Grants

ARC-grant funded projects:

[1] Selection of mixed strength moment restrictions and optimal inference (DP20; 2020-2022; $240,000), with Prosper Dovonon (Concordia University)

Summary: This project aims to develop model selection procedures in moment condition models that yields the best model for optimal inference even if the available moment restrictions have mixed identification strength. Expected outcomes include: efficiency bounds for parameters identified by moment condition models of mixed identification strength; and new entropy-based relevant moment selection criteria. Success in this undertaking will dramatically enlarge the pool of empirical work involving moment condition models.
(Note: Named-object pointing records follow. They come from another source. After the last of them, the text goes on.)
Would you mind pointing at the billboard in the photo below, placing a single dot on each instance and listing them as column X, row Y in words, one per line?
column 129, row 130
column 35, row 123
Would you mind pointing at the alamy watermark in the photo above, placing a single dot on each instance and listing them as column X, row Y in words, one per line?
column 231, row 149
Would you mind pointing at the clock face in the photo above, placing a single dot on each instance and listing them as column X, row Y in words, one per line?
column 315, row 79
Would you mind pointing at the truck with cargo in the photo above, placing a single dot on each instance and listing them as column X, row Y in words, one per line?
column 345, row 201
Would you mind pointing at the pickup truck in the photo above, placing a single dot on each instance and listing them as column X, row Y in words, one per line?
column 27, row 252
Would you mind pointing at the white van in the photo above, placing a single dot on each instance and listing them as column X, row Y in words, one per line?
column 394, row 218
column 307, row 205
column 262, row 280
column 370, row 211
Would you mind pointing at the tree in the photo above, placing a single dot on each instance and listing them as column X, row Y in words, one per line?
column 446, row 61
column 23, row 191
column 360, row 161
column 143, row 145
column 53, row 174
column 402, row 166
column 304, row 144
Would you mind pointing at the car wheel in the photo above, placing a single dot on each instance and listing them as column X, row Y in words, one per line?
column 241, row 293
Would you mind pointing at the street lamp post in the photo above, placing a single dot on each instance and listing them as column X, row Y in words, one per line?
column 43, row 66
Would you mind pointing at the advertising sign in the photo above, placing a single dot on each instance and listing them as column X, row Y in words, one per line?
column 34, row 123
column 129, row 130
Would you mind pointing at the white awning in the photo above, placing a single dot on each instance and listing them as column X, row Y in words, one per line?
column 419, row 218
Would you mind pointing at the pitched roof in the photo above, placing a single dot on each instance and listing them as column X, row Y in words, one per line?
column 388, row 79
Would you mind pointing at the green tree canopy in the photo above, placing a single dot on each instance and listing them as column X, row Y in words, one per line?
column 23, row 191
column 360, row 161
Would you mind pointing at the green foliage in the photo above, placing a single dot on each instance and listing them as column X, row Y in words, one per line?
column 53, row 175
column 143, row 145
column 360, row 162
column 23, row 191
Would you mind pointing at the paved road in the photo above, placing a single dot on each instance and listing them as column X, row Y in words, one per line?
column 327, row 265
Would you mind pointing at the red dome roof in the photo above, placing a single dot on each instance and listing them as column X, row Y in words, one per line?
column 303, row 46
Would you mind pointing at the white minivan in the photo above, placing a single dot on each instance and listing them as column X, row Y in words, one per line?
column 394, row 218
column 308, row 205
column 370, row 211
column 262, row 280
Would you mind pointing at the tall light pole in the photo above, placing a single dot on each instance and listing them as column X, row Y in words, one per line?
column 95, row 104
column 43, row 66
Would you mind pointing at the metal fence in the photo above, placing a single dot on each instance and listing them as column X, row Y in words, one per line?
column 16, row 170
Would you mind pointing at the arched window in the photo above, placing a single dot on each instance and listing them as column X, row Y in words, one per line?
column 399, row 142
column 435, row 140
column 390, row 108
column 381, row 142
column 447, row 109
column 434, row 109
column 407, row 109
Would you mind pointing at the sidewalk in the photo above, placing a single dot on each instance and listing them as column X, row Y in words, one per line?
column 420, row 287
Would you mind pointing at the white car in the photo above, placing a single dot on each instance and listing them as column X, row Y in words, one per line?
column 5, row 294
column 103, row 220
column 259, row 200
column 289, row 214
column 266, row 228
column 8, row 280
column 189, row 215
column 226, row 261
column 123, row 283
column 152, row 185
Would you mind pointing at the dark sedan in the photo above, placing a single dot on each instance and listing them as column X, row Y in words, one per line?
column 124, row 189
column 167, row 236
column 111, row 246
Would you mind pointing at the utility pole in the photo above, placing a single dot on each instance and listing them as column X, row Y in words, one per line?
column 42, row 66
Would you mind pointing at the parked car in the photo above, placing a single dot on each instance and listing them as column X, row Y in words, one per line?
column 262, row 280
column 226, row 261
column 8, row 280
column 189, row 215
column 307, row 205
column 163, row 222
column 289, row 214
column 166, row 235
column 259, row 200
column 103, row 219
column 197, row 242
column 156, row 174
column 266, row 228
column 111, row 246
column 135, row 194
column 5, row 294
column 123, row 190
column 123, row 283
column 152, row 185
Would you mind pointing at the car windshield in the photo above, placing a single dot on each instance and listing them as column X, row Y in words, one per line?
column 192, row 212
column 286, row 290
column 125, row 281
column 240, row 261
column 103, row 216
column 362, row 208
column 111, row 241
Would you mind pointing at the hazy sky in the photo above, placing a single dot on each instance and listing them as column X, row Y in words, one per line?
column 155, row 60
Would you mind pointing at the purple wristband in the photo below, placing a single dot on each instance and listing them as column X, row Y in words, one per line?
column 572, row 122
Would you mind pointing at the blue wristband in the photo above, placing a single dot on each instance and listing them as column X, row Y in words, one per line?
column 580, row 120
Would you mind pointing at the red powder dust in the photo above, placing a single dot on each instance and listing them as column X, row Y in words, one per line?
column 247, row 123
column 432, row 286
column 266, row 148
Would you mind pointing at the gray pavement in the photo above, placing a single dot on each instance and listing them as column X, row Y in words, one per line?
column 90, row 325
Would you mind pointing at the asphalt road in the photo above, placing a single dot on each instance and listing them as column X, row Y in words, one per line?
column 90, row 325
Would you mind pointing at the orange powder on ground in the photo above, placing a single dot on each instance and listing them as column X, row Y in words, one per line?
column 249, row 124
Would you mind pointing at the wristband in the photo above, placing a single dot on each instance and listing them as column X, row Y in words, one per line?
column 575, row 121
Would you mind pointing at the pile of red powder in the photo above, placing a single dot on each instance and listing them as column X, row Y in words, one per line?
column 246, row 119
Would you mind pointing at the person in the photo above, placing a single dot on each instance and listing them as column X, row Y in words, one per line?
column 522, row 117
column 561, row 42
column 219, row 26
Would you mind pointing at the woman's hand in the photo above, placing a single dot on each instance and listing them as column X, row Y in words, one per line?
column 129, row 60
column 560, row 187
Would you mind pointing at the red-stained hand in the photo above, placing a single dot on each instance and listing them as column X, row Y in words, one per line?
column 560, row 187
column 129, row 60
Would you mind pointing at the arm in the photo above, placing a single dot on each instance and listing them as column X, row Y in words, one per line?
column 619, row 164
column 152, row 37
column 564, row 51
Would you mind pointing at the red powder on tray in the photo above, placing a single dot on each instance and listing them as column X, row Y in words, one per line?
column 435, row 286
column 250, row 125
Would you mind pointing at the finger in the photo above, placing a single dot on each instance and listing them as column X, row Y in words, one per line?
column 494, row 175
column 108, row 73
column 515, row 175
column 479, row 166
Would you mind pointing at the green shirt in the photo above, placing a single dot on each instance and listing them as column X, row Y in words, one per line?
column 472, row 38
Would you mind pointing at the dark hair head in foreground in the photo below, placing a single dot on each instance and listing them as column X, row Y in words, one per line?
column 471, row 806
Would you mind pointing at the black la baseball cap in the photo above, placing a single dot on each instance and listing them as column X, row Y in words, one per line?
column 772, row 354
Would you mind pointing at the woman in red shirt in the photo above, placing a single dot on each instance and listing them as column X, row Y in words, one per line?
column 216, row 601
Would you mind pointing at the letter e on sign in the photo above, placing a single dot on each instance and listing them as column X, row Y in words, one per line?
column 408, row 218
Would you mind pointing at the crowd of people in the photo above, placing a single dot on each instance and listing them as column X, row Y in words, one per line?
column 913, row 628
[2] Identification power and instrument strength for causal effect in discrete outcome models (DP21; 2021-2023; $354,000), with Donald Poskitt (Monash University), Xueyan Zhao (Monash University), Eric Renault (University of Warwick) and Franck Windmeijer (University of Oxford)

Summary: This project aims to develop new econometric and statistical techniques to quantify causal effects in treatment models with discrete outcomes. Expected outcomes include a much-needed weak instrument test, a measure for identification strength in partial identification setting, and an instrument-covariate selection procedure for high dimensional discrete models based identification power. The benefits include advanced knowledge in econometrics and statistics, and enhanced tools for program evaluation and policy assessment in empirical causal analysis using observational data. The project falls into the category of smarter information use and is relevant to any national priority areas where policy interventions require assessment.


Other grants:

[3] Developing improved estimators for the stochastic frontier model (Ratio Research Institute Fellowship, $110,000), with Prof Magnus Soederberg (University of Southern Denmark, Denmark); and Prof Zangin Zeebari (Jönköping University, Sweden)

Summary: The project aims to develop improved estimators for the stochastic frontier model (used, for example, by regulators to determine relative efficiency of local monopolies). The project will involve both theoretical and applied work, including an application of the methodology proposed with Australian and international energy data.